Is it fair to say that if I have a kernel in which I perform an atomic operation (say an atomicAdd) on foo in global memory and later in the same kernel i read the value of foo, then I’m looking for trouble? It can be the other way too: reading foo and then atomically incrementing it.

I can imagine a situation when a thread from a block reads foo through a pointer while a thread from a different block, exactly at the dame time, is atomically operating on foo. While this could happen rarely, when it does the behavior i imagine it’s undefined.

Am i getting this right?

The behavior isn’t purely UB, in my opinion. However there is no particular guarantee of ordering unless you go to some lengths to impose it.

The behavior is that a read will get a value that was there before the atomic op, or else after the atomic op. Which one is undefined unless you go to some length to impose ordering (both execution barriers as well as visibility guarantees). (**)

We should distinguish the above from the behavior when a single thread is doing all the activity, which doesn’t seem to be what you are asking about.

Let’s be specific. Suppose location x has the value 100. Let’s suppose that one thread (A) is doing an atomic add to x of 1, and another thread (B) is reading x. Let’s also assume there is no other activity of any kind with respect to x.

B should expect read either 100, or 101. No other values should be expected/possible.

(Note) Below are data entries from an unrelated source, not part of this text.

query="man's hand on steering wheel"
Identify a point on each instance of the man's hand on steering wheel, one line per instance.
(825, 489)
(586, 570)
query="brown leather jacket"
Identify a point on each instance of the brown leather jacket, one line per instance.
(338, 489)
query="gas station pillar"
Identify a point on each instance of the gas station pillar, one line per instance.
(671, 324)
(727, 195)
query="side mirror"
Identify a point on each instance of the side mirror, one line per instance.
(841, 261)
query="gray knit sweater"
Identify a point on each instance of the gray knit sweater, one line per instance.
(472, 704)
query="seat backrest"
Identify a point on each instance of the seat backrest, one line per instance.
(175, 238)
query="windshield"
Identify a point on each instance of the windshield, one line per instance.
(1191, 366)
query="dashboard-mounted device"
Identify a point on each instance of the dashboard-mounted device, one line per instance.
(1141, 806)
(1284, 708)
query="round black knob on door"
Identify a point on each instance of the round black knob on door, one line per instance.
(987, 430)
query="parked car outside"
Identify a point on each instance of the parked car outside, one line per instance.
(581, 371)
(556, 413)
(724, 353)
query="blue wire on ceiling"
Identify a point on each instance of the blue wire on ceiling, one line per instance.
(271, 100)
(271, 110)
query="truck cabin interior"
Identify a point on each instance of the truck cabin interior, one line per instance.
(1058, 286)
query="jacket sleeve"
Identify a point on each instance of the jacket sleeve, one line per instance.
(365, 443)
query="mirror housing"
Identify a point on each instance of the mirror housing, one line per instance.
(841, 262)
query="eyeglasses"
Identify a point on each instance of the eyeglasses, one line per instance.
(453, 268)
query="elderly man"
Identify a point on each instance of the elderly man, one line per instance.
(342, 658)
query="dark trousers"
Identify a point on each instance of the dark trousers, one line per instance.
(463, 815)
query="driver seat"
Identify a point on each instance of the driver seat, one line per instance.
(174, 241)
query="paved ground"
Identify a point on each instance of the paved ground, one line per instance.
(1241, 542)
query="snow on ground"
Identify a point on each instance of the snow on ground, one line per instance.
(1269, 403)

(**) using “undefined” here strikes me as obvious. Two unsynchronized threads may or may not see each other’s writes. I don’t think this concept is unique or specific to CUDA. But if you need to refer to that as undefined, so be it.

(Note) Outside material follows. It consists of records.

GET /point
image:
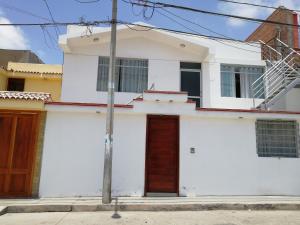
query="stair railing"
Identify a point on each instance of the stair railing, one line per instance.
(276, 77)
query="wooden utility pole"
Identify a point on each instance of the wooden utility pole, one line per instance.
(107, 174)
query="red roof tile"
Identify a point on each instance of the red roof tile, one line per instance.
(25, 95)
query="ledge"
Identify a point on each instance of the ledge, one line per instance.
(87, 104)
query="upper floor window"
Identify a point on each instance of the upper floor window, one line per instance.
(236, 80)
(277, 138)
(15, 84)
(131, 75)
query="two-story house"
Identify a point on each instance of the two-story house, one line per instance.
(185, 123)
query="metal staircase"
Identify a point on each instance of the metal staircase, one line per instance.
(282, 74)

Robert - thanks for your input, I see it the same way, with one caveat.
Is there a distinction to be made between UB and a race condition? If i understand correctly your point of view, you are saying that the problem i described would lead to a race condition.

However, can it be UB, that is, worse than a race condition?
Here’s what i mean, perhaps you can help me see things straight.

Let’s say that the atomic op is on a 64 bit wide variable. Could it be that the first 32 bits are updated one clock cycle before the last 32 bits, whilst the read proceeds by first reading the last 32 bits and then the first 32 bits?

What you suggested in your post is that you can read a dog or a cat. I’m asking whether there can be a bad case when the variable i’m getting is part dog, part cat.

Thanks for your input. Much appreciated.

In the general (non-atomic) case, I would certainly suggest that you avoid the scenario where different threads are writing to locations that overlap but are of different sizes. That is a very complex scenario to unpack.

However in this case, I would trust the use of the word atomic here to be exactly what it implies. for a 64-bit atomic, that is an uninterruptable Read-Modify-Write operation, on a properly aligned (naturally aligned) 64-bit quantity.

At the moment, if one of the operations is an atomic, I’m at a loss to explain how you might observe something other than a dog or a cat. I don’t think it is possible.